The actions of the trustee overseeing the liquidation of Bernard Madoff’s firm will be investigated by the U.S. Government Accountability Office, said U.S. Representative Scott Garrett, who requested the probe.
The GAO agreed to conduct “a comprehensive evaluation” of the activities of the trustee, New York lawyer Irving Picard, as well as the Securities Investor Protection Corp. and the Securities and Exchange Commission in connection with the Bernard L. Madoff Investment Securities LLC liquidation, said the New Jersey Republican in a statement on his website today.
In February, Garrett introduced a bill that would amend the Securities Investor Protection Act to block Picard from pursuing “clawback” claims to recover profits from innocent Madoff investors, he said in the statement. Garrett is chairman of the House Financial Services Subcommittee on Capital Markets and Government-Sponsored Enterprises.
“The public deserves to understand the trustee’s motivations for excluding so many innocent investors from SIPC protection, and questions need to be answered regarding the SEC’s role in this affair,” Garrett said in the statement. “The trustee’s approach flies in the face of the SEC’s investor protection mandate, yet the SEC has stood to the side and allowed SIPC and the trustee to go forward.”
John Nester, an SEC spokesman, didn’t immediately return a voice-mail message seeking comment. Ailis Wolf, an outside spokeswoman for the SIPC, had no immediate comment.

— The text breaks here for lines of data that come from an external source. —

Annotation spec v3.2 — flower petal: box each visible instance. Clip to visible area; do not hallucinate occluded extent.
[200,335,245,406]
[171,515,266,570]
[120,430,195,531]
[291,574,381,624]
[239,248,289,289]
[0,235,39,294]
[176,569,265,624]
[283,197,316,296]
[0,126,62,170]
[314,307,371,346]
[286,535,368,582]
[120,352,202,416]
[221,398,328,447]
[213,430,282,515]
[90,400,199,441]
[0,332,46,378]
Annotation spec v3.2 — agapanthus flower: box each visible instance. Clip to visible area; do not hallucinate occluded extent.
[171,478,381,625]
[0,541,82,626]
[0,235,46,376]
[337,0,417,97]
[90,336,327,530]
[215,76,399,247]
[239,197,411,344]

“We will provide our full cooperation in conjunction with any inquiry by the GAO,” Amanda Remus, a Picard spokeswoman, said in an e-mail.

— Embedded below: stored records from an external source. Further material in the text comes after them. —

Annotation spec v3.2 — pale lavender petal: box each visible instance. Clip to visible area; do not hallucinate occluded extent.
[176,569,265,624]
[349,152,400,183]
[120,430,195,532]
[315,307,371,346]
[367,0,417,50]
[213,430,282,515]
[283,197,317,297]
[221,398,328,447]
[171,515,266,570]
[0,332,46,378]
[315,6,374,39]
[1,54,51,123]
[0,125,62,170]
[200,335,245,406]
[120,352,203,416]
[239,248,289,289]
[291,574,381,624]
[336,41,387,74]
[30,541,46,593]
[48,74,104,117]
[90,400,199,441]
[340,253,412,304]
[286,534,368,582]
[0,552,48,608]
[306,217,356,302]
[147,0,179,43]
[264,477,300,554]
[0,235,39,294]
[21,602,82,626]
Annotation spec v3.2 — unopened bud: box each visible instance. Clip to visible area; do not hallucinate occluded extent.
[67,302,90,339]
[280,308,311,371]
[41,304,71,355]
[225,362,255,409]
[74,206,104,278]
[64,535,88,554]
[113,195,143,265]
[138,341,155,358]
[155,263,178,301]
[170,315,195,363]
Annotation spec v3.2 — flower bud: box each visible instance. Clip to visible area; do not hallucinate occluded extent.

In a June 3 letter, Garrett and three other House members asked U.S. Comptroller General Gene Dodaro to investigate the conduct of the Madoff liquidation, focusing on questions including SIPC’s selection of Picard as trustee, the choice of methods to determine which Madoff investors would recover money from the SIPC, the cost to pay lawyers and investigators and details of some of the settlements reached by Picard with investors.

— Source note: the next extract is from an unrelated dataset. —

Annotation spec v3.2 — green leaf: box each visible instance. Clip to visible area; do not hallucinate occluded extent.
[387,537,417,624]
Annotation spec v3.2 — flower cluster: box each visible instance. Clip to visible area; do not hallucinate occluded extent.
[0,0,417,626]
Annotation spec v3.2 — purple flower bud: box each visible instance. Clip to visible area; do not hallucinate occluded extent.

Picard, in determining how much net equity investors had in their Madoff accounts, calculates the difference between the amount they invested with Madoff and the amount withdrawn from their accounts. Madoff victims have argued that the amount lost should be based on their final account statements at the time Madoff was arrested and his firm forced into liquidation, in December 2008. The method favored by the investors would require the SIPC to pay them more.
‘Shine a Light’
“We are pleased the GAO has agreed to shine a light on SIPC and its trustee’s approach to the Madoff liquidation,” said Ron Stein, president of the Network for Investor Action and Protection, in an e-mailed statement. “NIAP continues to have serious concerns about the trustee’s methods, compensation and accountability, as well as SIPC’s rubber stamp throughout the process.”